BeritaPerbankan – Lembaga Penjamin Simpanan (LPS) menargetkan pelaksanaan Program Penjaminan Polis (PPP) akan dimulai pada tahun 2028. Program ini dirancang untuk memberikan perlindungan bagi pemegang polis jika perusahaan asuransi tempat mereka terdaftar mengalami kegagalan atau dicabut izin usahanya oleh Otoritas Jasa Keuangan (OJK).
Program Penjaminan Polis merupakan amanat dari Undang-Undang Nomor 4 Tahun 2023 tentang Pengembangan dan Penguatan Sistem Keuangan (UU PPSK). Kehadiran program ini bertujuan untuk memperkuat perlindungan terhadap konsumen asuransi dan mendorong kepercayaan masyarakat terhadap industri asuransi nasional.
Direktur Eksekutif Manajemen Strategis dan Perumusan Kebijakan LPS, Ridwan Nasution, menjelaskan bahwa program ini memiliki mekanisme yang berbeda dibandingkan dengan sistem reasuransi yang selama ini dijalankan oleh perusahaan asuransi.

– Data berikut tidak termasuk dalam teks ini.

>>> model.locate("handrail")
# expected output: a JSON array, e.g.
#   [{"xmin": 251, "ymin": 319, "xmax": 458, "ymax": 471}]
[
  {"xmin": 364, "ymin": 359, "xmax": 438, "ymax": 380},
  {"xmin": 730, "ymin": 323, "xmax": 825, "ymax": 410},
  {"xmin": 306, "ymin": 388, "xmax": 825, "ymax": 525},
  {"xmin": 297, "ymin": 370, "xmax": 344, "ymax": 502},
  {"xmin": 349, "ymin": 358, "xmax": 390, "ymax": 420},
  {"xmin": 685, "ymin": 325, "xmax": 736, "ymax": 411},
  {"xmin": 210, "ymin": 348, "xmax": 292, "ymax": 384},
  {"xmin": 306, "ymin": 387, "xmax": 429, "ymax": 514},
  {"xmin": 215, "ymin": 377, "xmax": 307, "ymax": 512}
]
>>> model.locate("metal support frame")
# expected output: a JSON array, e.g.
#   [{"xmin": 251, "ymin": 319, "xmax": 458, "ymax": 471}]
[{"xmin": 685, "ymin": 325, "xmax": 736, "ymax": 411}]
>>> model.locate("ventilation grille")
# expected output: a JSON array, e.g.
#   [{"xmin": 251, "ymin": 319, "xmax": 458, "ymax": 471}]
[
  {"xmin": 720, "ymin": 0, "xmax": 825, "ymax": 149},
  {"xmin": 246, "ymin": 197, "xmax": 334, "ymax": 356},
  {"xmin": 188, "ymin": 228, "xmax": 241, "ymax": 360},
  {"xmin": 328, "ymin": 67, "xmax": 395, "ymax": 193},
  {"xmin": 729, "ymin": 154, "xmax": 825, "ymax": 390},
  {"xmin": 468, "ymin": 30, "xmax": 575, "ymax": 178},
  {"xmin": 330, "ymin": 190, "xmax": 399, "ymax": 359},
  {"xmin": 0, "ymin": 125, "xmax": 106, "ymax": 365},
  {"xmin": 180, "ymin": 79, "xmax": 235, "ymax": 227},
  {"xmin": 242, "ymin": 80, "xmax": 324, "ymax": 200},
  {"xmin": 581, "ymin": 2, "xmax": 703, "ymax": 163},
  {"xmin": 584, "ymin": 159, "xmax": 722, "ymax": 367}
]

Menurut Ridwan, reasuransi merupakan skema di mana perusahaan asuransi berbagi risiko dengan perusahaan reasuransi saat perusahaan tersebut masih beroperasi. Ia mencontohkan, jika sebuah polis asuransi memiliki nilai manfaat sebesar Rp1 miliar, maka sebagian nilainya—misalnya Rp500 juta—dapat dialihkan ke perusahaan reasuransi.
“Jika terjadi klaim, perusahaan asuransi tetap membayar seluruh klaim terlebih dahulu, lalu menagih sebagian nilainya ke perusahaan reasuransi,” jelas Ridwan dalam konferensi Indonesia Re International Conference 2025 di Menara Danareksa, Selasa (22/7/2025).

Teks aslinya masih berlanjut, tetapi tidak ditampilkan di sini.